Il mondo di Camilla - Biblioteca comunale di Milano, 2018

Queste pagine raccontano la vita della grande giornalista, scritta in prima persona con la preziosa collaborazione di Grazia Cherchi, la cui intelligente professionalità ha reso meno dolorosa «l'amputazione dei miei scritti ridondanti». Le esperienze professionali si alternano a interni familiari dell'ambiente in cui è nata e cresciuta, a ritratti di amici interessanti e così, di pagina in pagina, si profila anche una specie di carrellata di storia italiana.
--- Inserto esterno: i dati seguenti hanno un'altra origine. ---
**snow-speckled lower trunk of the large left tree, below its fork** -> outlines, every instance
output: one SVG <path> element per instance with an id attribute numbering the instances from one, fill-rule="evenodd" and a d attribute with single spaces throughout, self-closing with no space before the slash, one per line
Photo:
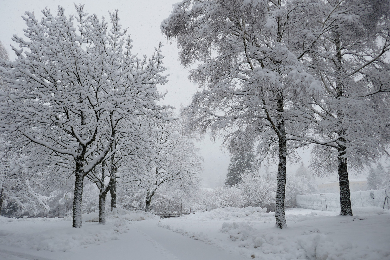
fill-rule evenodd
<path id="1" fill-rule="evenodd" d="M 73 223 L 72 227 L 81 228 L 82 227 L 82 197 L 83 197 L 83 181 L 84 174 L 82 172 L 83 165 L 80 166 L 79 163 L 76 162 L 76 172 L 74 175 L 76 179 L 74 181 L 74 196 L 73 196 Z"/>

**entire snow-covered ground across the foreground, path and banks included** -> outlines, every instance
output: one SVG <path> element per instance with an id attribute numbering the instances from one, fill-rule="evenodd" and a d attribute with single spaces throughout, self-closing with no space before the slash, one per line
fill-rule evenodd
<path id="1" fill-rule="evenodd" d="M 223 208 L 180 218 L 145 212 L 108 214 L 107 224 L 69 219 L 0 218 L 0 259 L 316 259 L 390 260 L 390 214 L 354 208 L 353 217 L 286 210 L 286 229 L 261 208 Z M 97 214 L 84 215 L 84 221 Z"/>

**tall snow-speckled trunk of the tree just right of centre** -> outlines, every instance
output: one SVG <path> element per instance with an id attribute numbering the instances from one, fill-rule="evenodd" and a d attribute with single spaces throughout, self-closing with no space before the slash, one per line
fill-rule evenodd
<path id="1" fill-rule="evenodd" d="M 279 143 L 279 164 L 278 164 L 278 176 L 277 176 L 277 190 L 275 200 L 275 220 L 278 228 L 284 228 L 287 226 L 286 218 L 284 215 L 284 193 L 286 189 L 286 165 L 287 165 L 287 143 L 286 132 L 284 127 L 283 112 L 284 102 L 283 96 L 280 95 L 278 101 L 278 143 Z"/>

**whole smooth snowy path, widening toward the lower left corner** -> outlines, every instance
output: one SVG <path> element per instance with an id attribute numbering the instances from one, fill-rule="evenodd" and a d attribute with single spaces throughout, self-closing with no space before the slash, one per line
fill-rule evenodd
<path id="1" fill-rule="evenodd" d="M 127 233 L 100 245 L 66 252 L 0 246 L 1 260 L 241 260 L 215 246 L 157 226 L 158 220 L 132 221 Z"/>

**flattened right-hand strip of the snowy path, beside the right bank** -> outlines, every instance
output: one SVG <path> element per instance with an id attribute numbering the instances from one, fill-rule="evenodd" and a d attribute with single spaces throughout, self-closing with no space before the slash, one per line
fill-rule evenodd
<path id="1" fill-rule="evenodd" d="M 133 225 L 149 235 L 163 248 L 167 249 L 179 260 L 240 260 L 241 256 L 232 255 L 226 251 L 219 250 L 215 246 L 205 242 L 191 239 L 182 234 L 175 233 L 166 228 L 157 226 L 158 221 L 137 221 Z"/>

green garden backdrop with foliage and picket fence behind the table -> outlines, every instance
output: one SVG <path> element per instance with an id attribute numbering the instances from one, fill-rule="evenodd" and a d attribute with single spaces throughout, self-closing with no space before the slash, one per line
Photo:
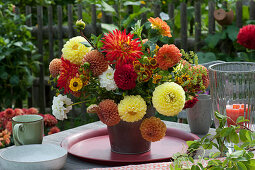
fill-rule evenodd
<path id="1" fill-rule="evenodd" d="M 232 23 L 221 26 L 215 21 L 214 10 L 220 8 L 233 11 Z M 0 9 L 0 111 L 36 107 L 42 114 L 51 113 L 55 92 L 48 84 L 48 65 L 61 57 L 68 38 L 78 35 L 78 19 L 85 21 L 84 34 L 93 39 L 92 34 L 116 28 L 130 31 L 137 20 L 149 26 L 147 18 L 159 16 L 174 35 L 161 41 L 195 51 L 199 63 L 255 61 L 254 53 L 236 42 L 239 28 L 255 24 L 253 0 L 3 0 Z M 98 120 L 86 107 L 72 109 L 68 121 L 59 122 L 61 129 Z"/>

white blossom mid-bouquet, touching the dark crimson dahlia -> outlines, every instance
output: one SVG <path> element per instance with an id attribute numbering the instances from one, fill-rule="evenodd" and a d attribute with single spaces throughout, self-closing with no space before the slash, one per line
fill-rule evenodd
<path id="1" fill-rule="evenodd" d="M 114 81 L 114 70 L 108 68 L 103 74 L 99 76 L 100 87 L 105 87 L 107 91 L 115 90 L 117 85 Z"/>

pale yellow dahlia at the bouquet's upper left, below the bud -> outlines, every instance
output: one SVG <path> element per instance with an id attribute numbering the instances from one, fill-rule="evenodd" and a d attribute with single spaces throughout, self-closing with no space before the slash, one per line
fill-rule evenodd
<path id="1" fill-rule="evenodd" d="M 86 41 L 81 36 L 71 38 L 65 43 L 62 49 L 63 58 L 69 60 L 72 64 L 81 65 L 83 56 L 91 50 L 91 47 L 86 47 L 81 43 Z"/>

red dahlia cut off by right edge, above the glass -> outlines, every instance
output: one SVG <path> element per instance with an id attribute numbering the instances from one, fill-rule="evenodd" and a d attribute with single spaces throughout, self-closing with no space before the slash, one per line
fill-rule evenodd
<path id="1" fill-rule="evenodd" d="M 237 35 L 237 42 L 246 48 L 255 49 L 255 25 L 242 27 Z"/>

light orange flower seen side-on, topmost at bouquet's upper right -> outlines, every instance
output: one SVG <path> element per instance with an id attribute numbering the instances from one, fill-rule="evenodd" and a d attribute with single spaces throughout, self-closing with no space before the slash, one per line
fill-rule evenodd
<path id="1" fill-rule="evenodd" d="M 161 35 L 167 36 L 167 37 L 172 37 L 171 32 L 170 32 L 170 27 L 167 25 L 167 23 L 165 21 L 163 21 L 159 17 L 157 17 L 157 18 L 150 17 L 150 19 L 148 19 L 148 21 L 151 23 L 151 27 L 153 29 L 158 30 Z"/>

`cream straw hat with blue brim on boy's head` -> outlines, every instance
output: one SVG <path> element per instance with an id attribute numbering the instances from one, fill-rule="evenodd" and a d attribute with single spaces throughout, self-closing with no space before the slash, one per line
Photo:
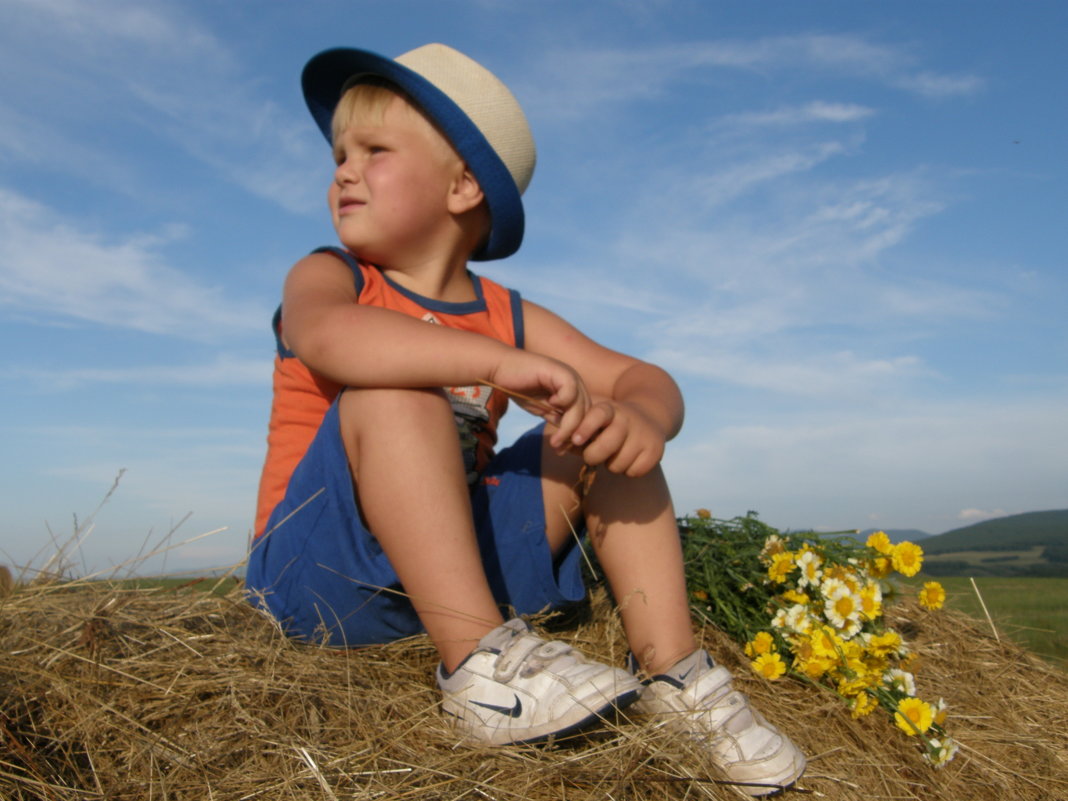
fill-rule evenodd
<path id="1" fill-rule="evenodd" d="M 445 45 L 423 45 L 388 59 L 367 50 L 335 48 L 304 66 L 304 101 L 319 130 L 330 123 L 342 92 L 360 76 L 397 84 L 445 135 L 478 179 L 491 230 L 472 258 L 504 258 L 523 239 L 520 195 L 534 173 L 534 139 L 519 101 L 492 73 Z"/>

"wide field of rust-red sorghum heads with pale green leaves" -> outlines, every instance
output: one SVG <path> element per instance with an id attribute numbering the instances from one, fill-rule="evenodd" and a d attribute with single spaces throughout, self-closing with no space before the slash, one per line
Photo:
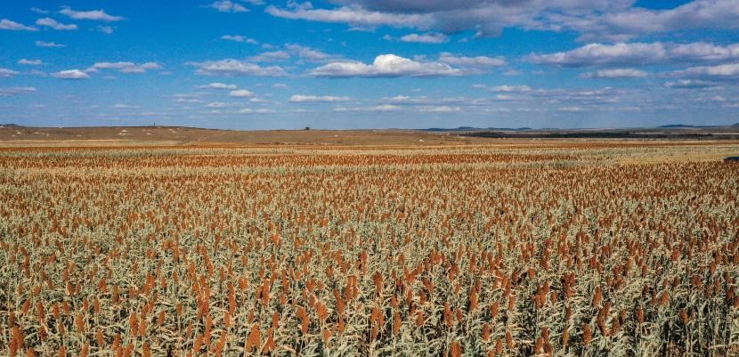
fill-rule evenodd
<path id="1" fill-rule="evenodd" d="M 0 355 L 737 355 L 736 152 L 0 150 Z"/>

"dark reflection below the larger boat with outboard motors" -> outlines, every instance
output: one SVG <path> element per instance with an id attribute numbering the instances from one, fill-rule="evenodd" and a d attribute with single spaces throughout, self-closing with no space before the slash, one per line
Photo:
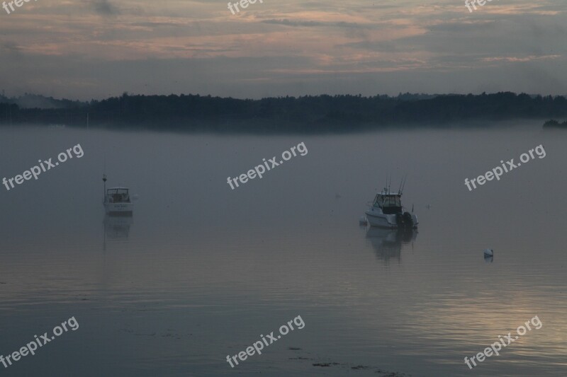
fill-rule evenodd
<path id="1" fill-rule="evenodd" d="M 401 260 L 403 245 L 412 243 L 417 238 L 417 230 L 412 228 L 384 229 L 369 226 L 366 239 L 376 251 L 376 257 L 388 263 L 392 258 Z"/>

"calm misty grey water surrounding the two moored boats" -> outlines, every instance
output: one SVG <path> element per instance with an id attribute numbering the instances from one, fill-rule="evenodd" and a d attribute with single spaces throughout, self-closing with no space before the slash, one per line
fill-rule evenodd
<path id="1" fill-rule="evenodd" d="M 0 186 L 0 354 L 79 323 L 0 370 L 566 376 L 567 133 L 539 124 L 319 137 L 1 129 L 2 177 L 79 143 L 84 156 Z M 229 175 L 302 141 L 306 156 L 230 190 Z M 539 144 L 545 158 L 466 189 Z M 133 218 L 105 217 L 104 171 L 139 195 Z M 408 174 L 417 233 L 358 224 L 388 173 L 395 190 Z M 230 368 L 228 354 L 297 315 L 302 330 Z M 541 329 L 469 371 L 464 356 L 534 315 Z"/>

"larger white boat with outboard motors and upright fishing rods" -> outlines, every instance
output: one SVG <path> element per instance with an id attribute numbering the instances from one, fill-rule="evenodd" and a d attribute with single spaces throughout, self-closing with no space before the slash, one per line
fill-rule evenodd
<path id="1" fill-rule="evenodd" d="M 364 214 L 371 226 L 381 228 L 417 228 L 417 215 L 404 211 L 402 207 L 402 192 L 390 192 L 382 190 L 376 194 L 374 202 L 369 205 Z"/>

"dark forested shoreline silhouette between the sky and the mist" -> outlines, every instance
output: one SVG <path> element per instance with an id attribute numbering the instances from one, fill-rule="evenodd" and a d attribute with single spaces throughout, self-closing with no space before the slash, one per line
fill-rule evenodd
<path id="1" fill-rule="evenodd" d="M 1 98 L 0 98 L 1 99 Z M 52 100 L 52 98 L 51 98 Z M 563 96 L 307 95 L 240 100 L 210 95 L 129 95 L 106 100 L 60 100 L 57 108 L 0 103 L 0 124 L 67 124 L 113 129 L 213 132 L 348 132 L 404 125 L 435 126 L 520 118 L 567 117 Z M 67 104 L 66 107 L 61 107 Z"/>

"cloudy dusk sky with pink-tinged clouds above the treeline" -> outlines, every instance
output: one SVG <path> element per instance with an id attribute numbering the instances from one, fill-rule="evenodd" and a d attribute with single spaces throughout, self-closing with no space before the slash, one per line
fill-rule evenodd
<path id="1" fill-rule="evenodd" d="M 228 0 L 30 0 L 0 8 L 0 90 L 566 95 L 566 5 L 258 0 L 232 14 Z"/>

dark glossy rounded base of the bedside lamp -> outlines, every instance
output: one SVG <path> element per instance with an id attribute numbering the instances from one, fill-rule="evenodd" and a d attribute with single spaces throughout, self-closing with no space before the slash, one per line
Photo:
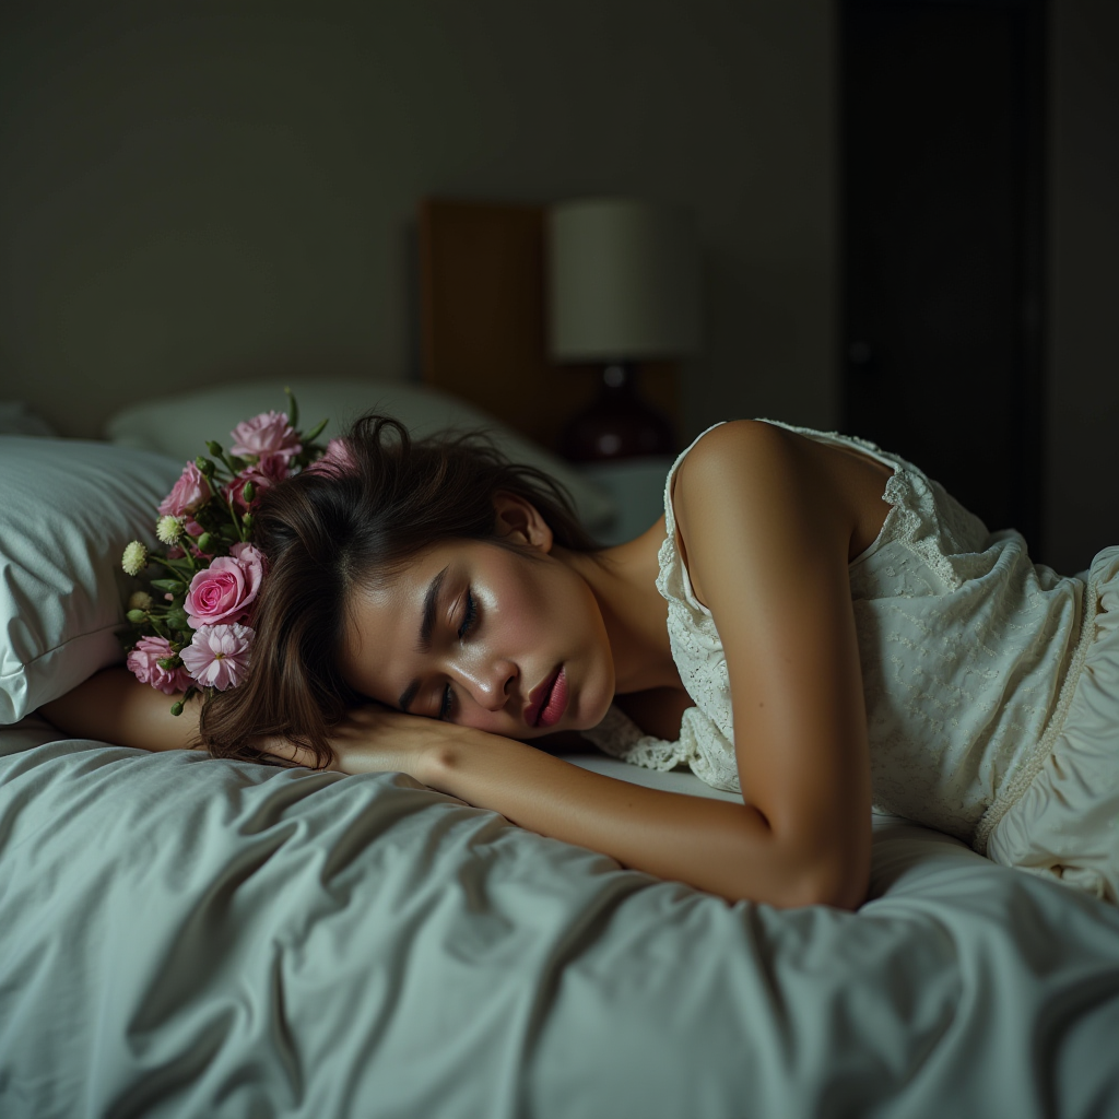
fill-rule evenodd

È un libro «percorso da quel continuo moto ondoso che ha caratterizzato sempre il mio lavoro: la mia inguaribile frivolezza di fondo e la mia ostinata capacità di indignazione, vedere vari avvenimenti con un sorriso e un filo di humour e altri con sdegno, mentre qualche volta anche nelle occasioni dello sdegno mi vien da cogliere il lato ironico, istrionico e buffonesco». Quel lato forte della frivolezza, come l'ha definito Natalia Aspesi nel ricordo pubblicato in appendice.

 

Camilla Cederna (Milano 1911 – 1997) giornalista, saggista e scrittrice.  Esordisce come redattrice nel settimanale L'Europeo, in seguito lavora come inviata per L'espresso, dove è anche titolare della rubrica di costume Il lato deboleSuccessivamente collabora con Panorama. Da insuperabile cronista di costume, si occupa anche di giornalismo politico. Con la sua scrittura ironica e tagliente è autrice anche di molti libri, tra i quali fecero particolare scalpore “Pinelli: una finestra sulla strage” e “Giovanni Leone. La carriera di un presidente”.